I don’t know what has come over me: possibly the spring air or the fact that I’ve gone on a reading-binge of Georgette Heyer Regency novels, but lately I have been feeling melodramatically romantic. For example, I’ve been listening to the La Traviata opera on a weekly basis, because regular love songs aren’t tragic enough for me – what is mere true love, when you can listen to lovers sing glorious arias about their passion to one another, and then one or more of them dies, causing even more passionately pointless emoting to be sung in the most heartbreaking manner imaginable?
Yeah, it’s a mid-life teenage crisis. So much angst!
One of the musical pieces I have been listening to on repeat is Chopin’s Ballade no.1 in G minor, Op.23 – which I discovered the day I first watched this ballet video.
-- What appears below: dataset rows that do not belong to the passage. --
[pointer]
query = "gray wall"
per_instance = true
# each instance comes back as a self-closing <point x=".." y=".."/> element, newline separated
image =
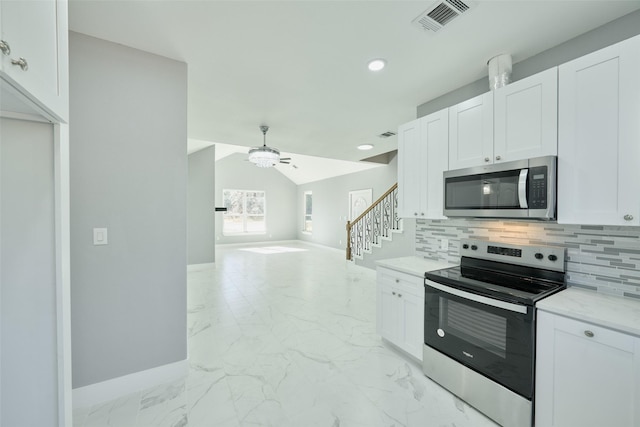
<point x="29" y="369"/>
<point x="608" y="34"/>
<point x="201" y="207"/>
<point x="235" y="173"/>
<point x="331" y="202"/>
<point x="600" y="257"/>
<point x="128" y="142"/>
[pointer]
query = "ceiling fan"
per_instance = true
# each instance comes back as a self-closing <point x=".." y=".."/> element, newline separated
<point x="266" y="157"/>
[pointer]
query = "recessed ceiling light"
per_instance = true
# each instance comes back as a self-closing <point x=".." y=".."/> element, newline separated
<point x="377" y="64"/>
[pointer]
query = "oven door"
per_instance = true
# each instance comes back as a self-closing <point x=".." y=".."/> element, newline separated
<point x="492" y="337"/>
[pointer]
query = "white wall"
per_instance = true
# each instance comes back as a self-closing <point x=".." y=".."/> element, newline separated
<point x="234" y="172"/>
<point x="29" y="364"/>
<point x="128" y="157"/>
<point x="201" y="207"/>
<point x="331" y="202"/>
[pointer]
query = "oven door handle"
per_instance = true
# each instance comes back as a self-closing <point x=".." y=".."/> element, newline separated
<point x="478" y="298"/>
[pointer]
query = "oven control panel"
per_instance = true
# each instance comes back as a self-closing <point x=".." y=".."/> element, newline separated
<point x="548" y="257"/>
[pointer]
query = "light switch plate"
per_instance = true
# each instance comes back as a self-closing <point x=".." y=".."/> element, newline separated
<point x="100" y="236"/>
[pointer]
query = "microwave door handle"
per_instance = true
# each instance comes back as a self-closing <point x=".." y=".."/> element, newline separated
<point x="522" y="188"/>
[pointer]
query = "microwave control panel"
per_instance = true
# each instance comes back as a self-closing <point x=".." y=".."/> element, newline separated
<point x="538" y="187"/>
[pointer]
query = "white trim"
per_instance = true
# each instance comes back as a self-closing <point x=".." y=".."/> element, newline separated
<point x="201" y="267"/>
<point x="107" y="390"/>
<point x="259" y="243"/>
<point x="63" y="272"/>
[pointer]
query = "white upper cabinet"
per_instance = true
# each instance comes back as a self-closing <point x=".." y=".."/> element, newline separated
<point x="599" y="137"/>
<point x="34" y="57"/>
<point x="422" y="158"/>
<point x="471" y="132"/>
<point x="434" y="134"/>
<point x="518" y="121"/>
<point x="410" y="174"/>
<point x="526" y="118"/>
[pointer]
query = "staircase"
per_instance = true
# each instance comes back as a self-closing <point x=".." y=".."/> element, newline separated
<point x="376" y="224"/>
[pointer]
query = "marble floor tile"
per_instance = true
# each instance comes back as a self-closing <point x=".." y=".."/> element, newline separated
<point x="283" y="337"/>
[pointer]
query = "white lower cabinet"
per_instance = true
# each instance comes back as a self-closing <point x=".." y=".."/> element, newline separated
<point x="586" y="375"/>
<point x="400" y="314"/>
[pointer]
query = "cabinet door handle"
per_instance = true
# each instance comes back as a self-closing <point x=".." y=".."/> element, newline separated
<point x="5" y="48"/>
<point x="21" y="62"/>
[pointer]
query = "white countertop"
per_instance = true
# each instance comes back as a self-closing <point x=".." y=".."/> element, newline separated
<point x="622" y="314"/>
<point x="413" y="265"/>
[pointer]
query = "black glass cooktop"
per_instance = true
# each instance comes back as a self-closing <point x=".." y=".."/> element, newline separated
<point x="506" y="282"/>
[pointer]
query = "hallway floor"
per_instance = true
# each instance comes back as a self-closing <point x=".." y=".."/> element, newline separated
<point x="285" y="336"/>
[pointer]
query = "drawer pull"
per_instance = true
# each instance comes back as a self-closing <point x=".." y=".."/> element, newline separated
<point x="22" y="63"/>
<point x="4" y="48"/>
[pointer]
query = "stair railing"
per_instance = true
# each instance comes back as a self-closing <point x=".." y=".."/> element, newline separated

The first time I watched that video, I blushed. I was confused by my reaction: I’m not embarrassed when I see 2 actors in a sex scene at the movies, so why did this artistic portrayal of two people enjoying their first sexual encounter with each other confound me so much? Possibly because I never associated sex with ballet; I always considered ballet to be similar to opera – emotional and beautiful, but completely divorced from reality. And yet here, the dancers portray so honestly the vulnerability that comes from sleeping with someone and falling into love with them, that it seems a violation of their privacy to watch it.
Vanilla enough for you?
I am aware of a certain irony when contrasting my present mood with my upcoming trip to Vegas. Somehow, I doubt that I will survive that trip without a few vivid blushes.
FYI – That is an extract from a ballet called La Dame aux Camélias (based on the novel by Alexandre Dumas, fils, which happens to also be the inspiration for the story in La Traviata), choreographed by John Neumeier, in the late 1970s. Those two dancers are amongst the best of their generation, and the ballerina, Sylvie Guillem, is still considered a front-runner for greatest ballerina of all time, despite being retired for the past few years.